Exploratory analyses showed us that band tightness may have slightly impacted comfort and discomfort over time, and definitely impacted encumbrance. Plotting data by wrist size showed clear need to design for smaller wrist sizes.

Generally, we found that band tightness may have influenced the reported comfort and discomfort, but it particularly seemed to influence feelings of encumbrance. Based on this, if wristbands needed to be worn more tightly on the wrist, this approach gives evidence that the overall size and bulk of the wristband need to be reduced to minimize discomfort. We also showed a clear need to redesign to fit smaller wrist sizes, regardless of band tightness. By collecting data broadly across a range of factors that influence the individual experience of comfort, we were able to show the impact of design decisions on those factors and hypothesize needed improvements for next steps. This research presents a first step in conducting exploratory comfort analysis to identify different factors that might impact overall comfort.

Next Steps

For this data set, a more detailed analysis could be conducted considering different individual factors (e.g., age, tendency to adopt technology, previous wrist-worn device exposure, gender, wrist size, etc.) or device types (e.g., personal device vs. prototype). Future data collections of this kind could also assess the individual experience of comfort over longer durations.

For a given device, this framework could be refined and validated to develop a singular repeatable questionnaire to assess the individual experience of comfort for that type of device.
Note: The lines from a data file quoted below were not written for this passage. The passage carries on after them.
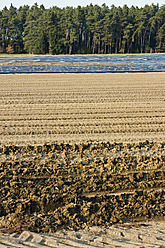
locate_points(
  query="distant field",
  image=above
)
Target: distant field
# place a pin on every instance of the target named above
(80, 150)
(77, 107)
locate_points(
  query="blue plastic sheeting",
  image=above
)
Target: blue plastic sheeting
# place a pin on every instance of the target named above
(83, 64)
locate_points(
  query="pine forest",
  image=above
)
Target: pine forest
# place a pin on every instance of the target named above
(83, 30)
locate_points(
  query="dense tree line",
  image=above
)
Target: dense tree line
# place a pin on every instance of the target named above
(90, 29)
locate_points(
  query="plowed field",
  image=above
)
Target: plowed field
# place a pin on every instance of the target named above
(80, 150)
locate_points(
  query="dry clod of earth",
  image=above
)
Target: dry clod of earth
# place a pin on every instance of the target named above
(75, 155)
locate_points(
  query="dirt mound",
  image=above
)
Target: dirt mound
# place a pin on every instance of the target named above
(72, 186)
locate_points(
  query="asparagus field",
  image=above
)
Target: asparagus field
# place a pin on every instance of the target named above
(80, 150)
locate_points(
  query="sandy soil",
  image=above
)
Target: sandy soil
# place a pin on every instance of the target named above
(75, 107)
(74, 154)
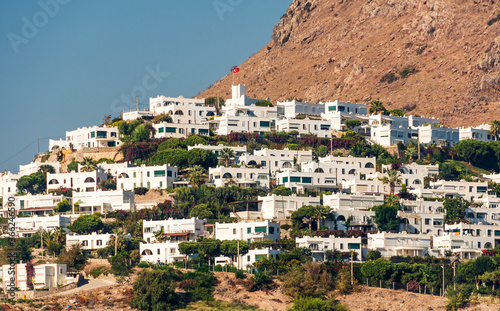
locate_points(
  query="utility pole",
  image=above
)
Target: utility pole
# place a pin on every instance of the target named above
(238, 254)
(352, 271)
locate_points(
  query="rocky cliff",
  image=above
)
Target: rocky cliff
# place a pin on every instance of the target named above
(436, 58)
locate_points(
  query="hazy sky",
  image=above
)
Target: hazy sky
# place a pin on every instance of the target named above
(65, 64)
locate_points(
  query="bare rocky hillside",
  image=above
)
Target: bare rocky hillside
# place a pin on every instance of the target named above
(436, 58)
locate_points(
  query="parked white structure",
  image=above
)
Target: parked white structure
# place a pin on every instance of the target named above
(248, 231)
(81, 182)
(27, 226)
(320, 245)
(242, 176)
(89, 242)
(181, 130)
(274, 206)
(46, 276)
(177, 229)
(34, 167)
(399, 244)
(88, 137)
(151, 177)
(103, 201)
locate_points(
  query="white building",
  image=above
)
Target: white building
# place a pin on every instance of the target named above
(27, 226)
(40, 204)
(8, 183)
(45, 276)
(242, 176)
(34, 167)
(281, 207)
(306, 126)
(399, 244)
(165, 252)
(441, 136)
(182, 110)
(151, 177)
(180, 229)
(320, 245)
(81, 182)
(88, 137)
(290, 109)
(103, 201)
(248, 231)
(181, 130)
(89, 242)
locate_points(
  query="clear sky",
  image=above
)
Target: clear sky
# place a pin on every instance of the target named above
(65, 64)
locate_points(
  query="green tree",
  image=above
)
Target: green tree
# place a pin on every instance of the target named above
(455, 209)
(155, 290)
(73, 258)
(86, 224)
(197, 176)
(227, 154)
(386, 218)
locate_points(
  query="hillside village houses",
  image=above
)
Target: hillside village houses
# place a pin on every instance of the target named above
(355, 183)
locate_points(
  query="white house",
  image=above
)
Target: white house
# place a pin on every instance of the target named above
(34, 167)
(181, 130)
(399, 244)
(248, 231)
(290, 109)
(320, 245)
(165, 252)
(306, 126)
(151, 177)
(242, 176)
(27, 226)
(81, 182)
(180, 229)
(89, 242)
(103, 201)
(45, 276)
(88, 137)
(273, 206)
(182, 110)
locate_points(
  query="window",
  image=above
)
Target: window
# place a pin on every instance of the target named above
(159, 173)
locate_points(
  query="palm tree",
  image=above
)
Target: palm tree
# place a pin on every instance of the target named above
(377, 107)
(197, 176)
(89, 165)
(227, 154)
(392, 179)
(495, 129)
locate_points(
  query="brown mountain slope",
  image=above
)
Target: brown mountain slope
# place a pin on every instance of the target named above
(443, 55)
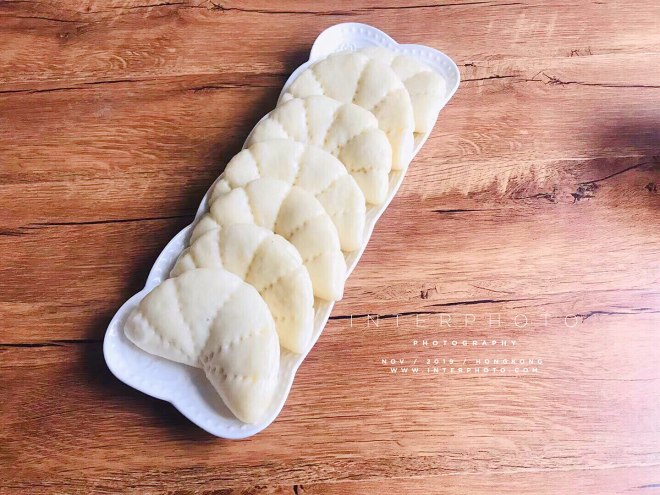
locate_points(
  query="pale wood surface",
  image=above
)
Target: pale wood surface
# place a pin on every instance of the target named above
(536, 194)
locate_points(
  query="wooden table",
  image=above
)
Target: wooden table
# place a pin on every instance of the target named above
(536, 195)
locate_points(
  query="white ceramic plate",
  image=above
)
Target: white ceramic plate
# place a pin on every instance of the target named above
(187, 388)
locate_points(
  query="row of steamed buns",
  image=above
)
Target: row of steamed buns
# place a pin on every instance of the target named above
(281, 220)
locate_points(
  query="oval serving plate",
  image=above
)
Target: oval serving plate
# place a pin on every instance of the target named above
(187, 388)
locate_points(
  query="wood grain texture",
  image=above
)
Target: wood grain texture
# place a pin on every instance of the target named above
(536, 195)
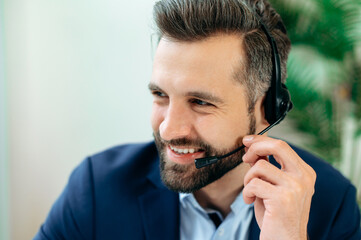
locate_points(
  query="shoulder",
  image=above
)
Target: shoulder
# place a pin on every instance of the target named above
(101, 190)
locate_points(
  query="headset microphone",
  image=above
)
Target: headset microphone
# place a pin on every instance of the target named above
(277, 101)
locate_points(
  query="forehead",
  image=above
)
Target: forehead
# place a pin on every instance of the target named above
(208, 64)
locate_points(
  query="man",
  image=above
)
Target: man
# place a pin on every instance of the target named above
(212, 69)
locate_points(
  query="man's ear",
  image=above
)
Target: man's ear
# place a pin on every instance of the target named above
(259, 112)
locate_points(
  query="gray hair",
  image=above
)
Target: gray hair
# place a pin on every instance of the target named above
(194, 20)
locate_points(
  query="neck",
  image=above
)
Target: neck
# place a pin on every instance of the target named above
(220, 194)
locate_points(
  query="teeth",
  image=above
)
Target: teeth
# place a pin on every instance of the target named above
(183, 151)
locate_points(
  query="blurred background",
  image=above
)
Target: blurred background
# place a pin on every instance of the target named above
(73, 81)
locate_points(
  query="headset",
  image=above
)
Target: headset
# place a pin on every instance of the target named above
(277, 102)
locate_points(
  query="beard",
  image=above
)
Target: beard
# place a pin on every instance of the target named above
(187, 178)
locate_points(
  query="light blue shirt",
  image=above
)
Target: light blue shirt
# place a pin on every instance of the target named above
(196, 224)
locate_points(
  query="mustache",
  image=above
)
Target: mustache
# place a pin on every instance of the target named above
(198, 143)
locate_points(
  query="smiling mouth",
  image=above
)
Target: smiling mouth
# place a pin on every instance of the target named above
(179, 150)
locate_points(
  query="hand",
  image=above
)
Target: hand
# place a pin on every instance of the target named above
(282, 197)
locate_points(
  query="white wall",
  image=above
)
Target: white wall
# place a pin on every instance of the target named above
(76, 76)
(4, 179)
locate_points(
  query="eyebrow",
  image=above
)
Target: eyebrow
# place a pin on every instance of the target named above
(198, 94)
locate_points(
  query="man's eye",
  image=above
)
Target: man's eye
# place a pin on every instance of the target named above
(200, 102)
(158, 94)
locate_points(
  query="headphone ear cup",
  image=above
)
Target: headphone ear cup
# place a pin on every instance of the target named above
(277, 103)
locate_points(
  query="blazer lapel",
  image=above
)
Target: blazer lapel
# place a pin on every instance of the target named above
(159, 208)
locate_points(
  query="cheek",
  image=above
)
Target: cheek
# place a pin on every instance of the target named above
(156, 117)
(222, 132)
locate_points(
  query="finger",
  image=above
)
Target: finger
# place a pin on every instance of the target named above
(266, 171)
(260, 146)
(257, 188)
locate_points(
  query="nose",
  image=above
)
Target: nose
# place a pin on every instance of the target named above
(176, 123)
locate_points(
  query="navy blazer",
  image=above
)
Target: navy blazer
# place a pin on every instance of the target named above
(118, 194)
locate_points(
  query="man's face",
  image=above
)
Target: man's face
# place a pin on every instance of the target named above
(199, 109)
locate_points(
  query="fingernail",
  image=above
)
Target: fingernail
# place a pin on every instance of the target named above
(248, 138)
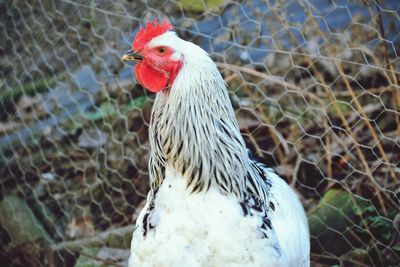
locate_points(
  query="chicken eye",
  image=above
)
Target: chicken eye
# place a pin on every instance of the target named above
(161, 50)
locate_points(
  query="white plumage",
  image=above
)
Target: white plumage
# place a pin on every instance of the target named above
(209, 203)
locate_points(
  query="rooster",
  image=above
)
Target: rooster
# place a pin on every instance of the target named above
(210, 202)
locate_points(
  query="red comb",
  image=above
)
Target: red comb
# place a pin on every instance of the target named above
(152, 29)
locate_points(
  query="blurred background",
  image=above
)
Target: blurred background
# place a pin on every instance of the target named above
(315, 87)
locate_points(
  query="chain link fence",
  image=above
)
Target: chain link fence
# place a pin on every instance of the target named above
(315, 86)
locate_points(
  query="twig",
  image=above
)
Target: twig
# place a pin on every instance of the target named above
(101, 238)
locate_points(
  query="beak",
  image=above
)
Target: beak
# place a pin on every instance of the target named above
(130, 56)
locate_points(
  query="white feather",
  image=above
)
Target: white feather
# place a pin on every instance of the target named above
(195, 122)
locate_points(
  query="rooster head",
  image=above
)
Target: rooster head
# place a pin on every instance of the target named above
(157, 63)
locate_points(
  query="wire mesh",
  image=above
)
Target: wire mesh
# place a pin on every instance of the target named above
(315, 87)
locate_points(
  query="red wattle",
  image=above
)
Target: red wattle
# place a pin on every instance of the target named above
(150, 78)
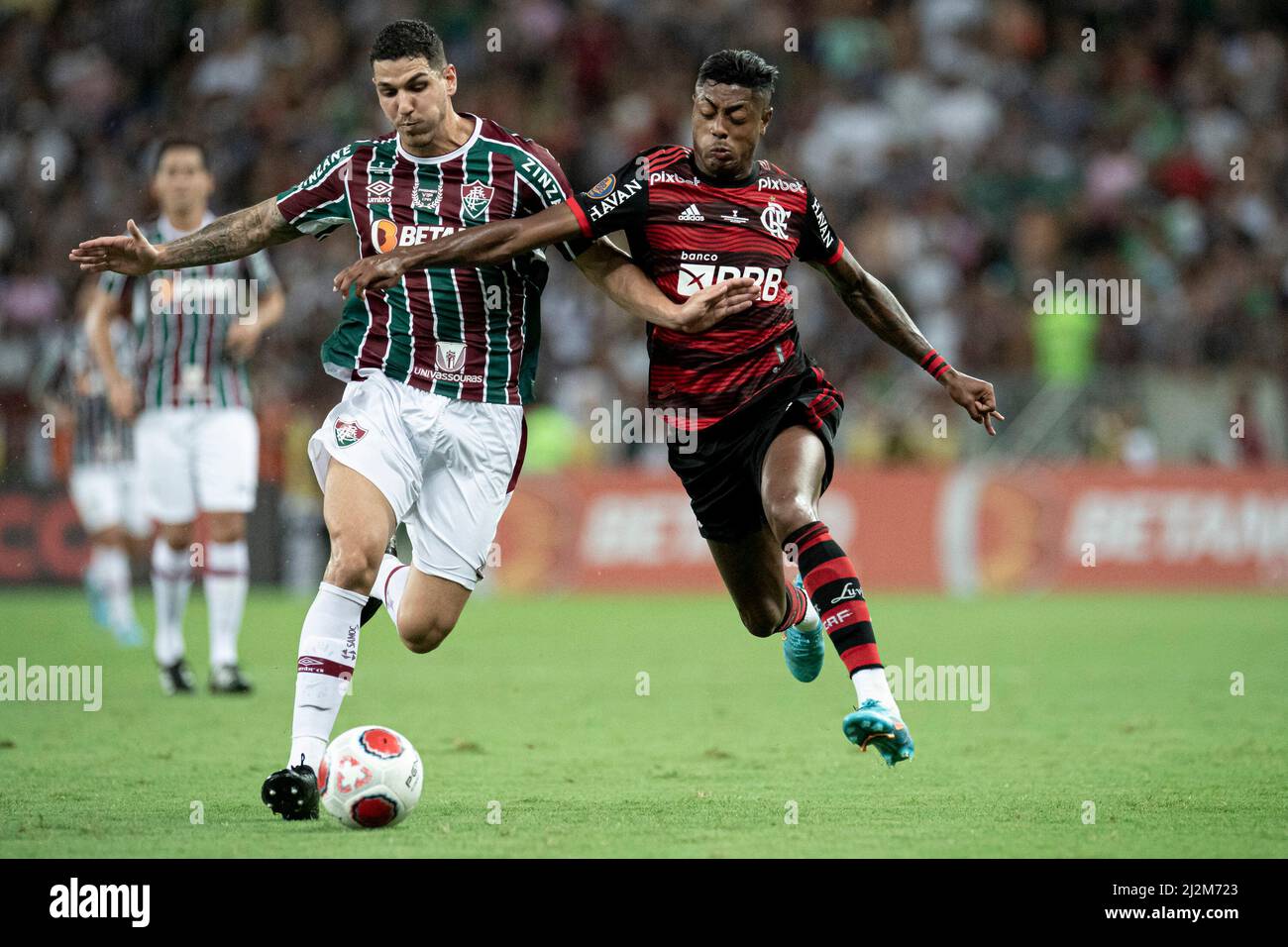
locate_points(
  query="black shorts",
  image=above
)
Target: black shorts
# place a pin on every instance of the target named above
(721, 475)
While this paper presents a first step in that direction, we believe that some of the questions used in this work may be closely correlated (e.g., Takeoff and Encumbrance) and therefore the existing questions could potentially be reduced. Future research to expand this framework could also explore the application to different kinds of devices (e.g., head- worn) or even interactions or environments.

Conclusions

The individual experience of comfort is a combination of the environment, sensory experience, interaction required, and time. While these individually may generate some amount of comfort or discomfort, people tend to think about the overall experience as a whole unless one factor dominates all others. Therefore, we propose a framework that can be used to elucidate the factors impacting individuals’ comfort.

Early in the product life cycle, it is critical to understand what factors are driving users’ experience of comfort and discomfort. Therefore, we recommend conducting a multidimensional assessment of comfort, particularly when directional feedback is needed. Using the comfort framework provides a heuristic approach for identifying likely sources of comfort and discomfort and the relationship between those sources, which can then be used to generate research hypotheses and questions for user studies. Further, using the framework to identify as many contributing factors as possible can help researchers identify when extraneous factors that may change in the future, such as a device that looks like an unfinished prototype, might impact the overall experience of comfort.

We applied this framework and resulting questionnaire across multiple studies of wrist-worn devices, allowing us to provide directional feedback for their design. This paper provides a high-level overview of one such study. In that study, we asked questions that accounted for both positive (comfort) and negative (discomfort) impacts of the most related factors. We also compared data across studies to understand the biggest factors affecting overall wrist-worn device comfort and found that our survey was sensitive across different wrist-worn devices.

Therefore, we believe this comfort framework may be useful in assessing comfort for different devices, interactions, or environments and at different points in the product lifecycle.